I suggest a window function in a subquery:

SELECT author_id, author_name  -- omit the name here if you just need ids
FROM (
   SELECT author_id, author_name
        , count(*) OVER (PARTITION BY author_name) AS ct
   FROM   author_data
   ) sub
WHERE  ct > 1;

You will recognize the basic aggregate function count(). It can be turned into a window function by appending an OVER clause - just like any other aggregate function.

This way it counts rows per partition. Voilá.

It has to be done in a subquery because the result cannot be referenced in the WHERE clause in the same SELECT (happens after WHERE).
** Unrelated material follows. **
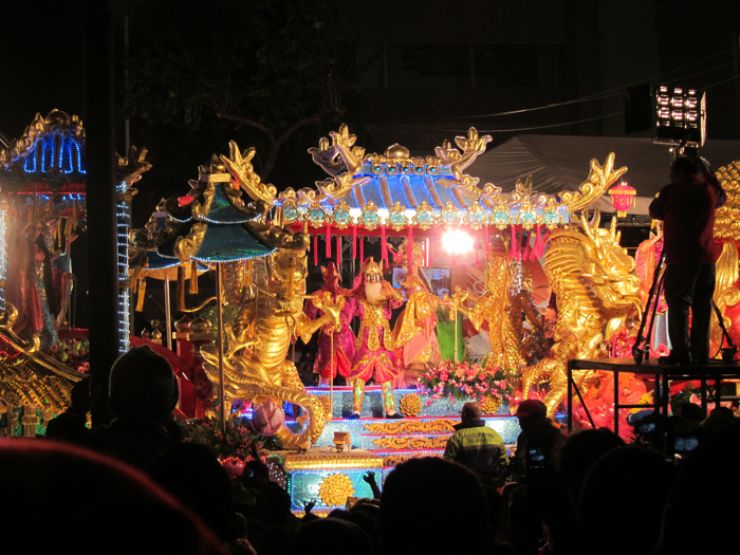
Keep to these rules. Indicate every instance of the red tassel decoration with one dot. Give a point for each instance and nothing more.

See:

Best way to get result count before LIMIT was applied

In older versions without window functions (v.8.3 or older) - or generally - this alternative performs pretty fast:

SELECT author_id, author_name  -- omit name, if you just need ids
FROM   author_data a
WHERE  EXISTS (
   SELECT FROM author_data a2
   WHERE  a2.author_name = a.author_name
   AND    a2.author_id <> a.author_id
   );

If you are concerned with performance, add an index on author_name.

Question 2

You are half way there already. You need to just use the identified Author_IDs and fetch the rest of the data.

try this..

SELECT author_id, author_name
FROM author_data
WHERE author_id in (select author_id
        from author_data
        group by author_name
        having count(author_name)>1)

Question 3

You could join the table onto itself, which is achievable with either of the following queries:

SELECT a1.author_id, a1.author_name
FROM authors a1
CROSS JOIN authors a2
  ON a1.author_id <> a2.author_id
  AND a1.author_name = a2.author_name;

-- 9 |ernest jordan
-- 15|ernest jordan
-- 14|k moribe
-- 36|k moribe

--OR

SELECT a1.author_id, a1.author_name
FROM authors a1
INNER JOIN authors a2
  WHERE a1.author_id <> a2.author_id
  AND a1.author_name = a2.author_name;

-- 9 |ernest jordan
-- 15|ernest jordan
-- 14|k moribe
-- 36|k moribe

Question 4

If you want the answer you mentioned in the question, the whole query will fetch for you but if you just want the duplicate one, you can use the inner query. You can use windows functions, Row, Dense rank also, to get your answers

select a.author_id, 
a.author_name 
from authors a JOIN
   (
    select author_name
    from authors
    group by author_name
    having count(author_name) >1
   ) as temp
on a.author_name = temp.author_name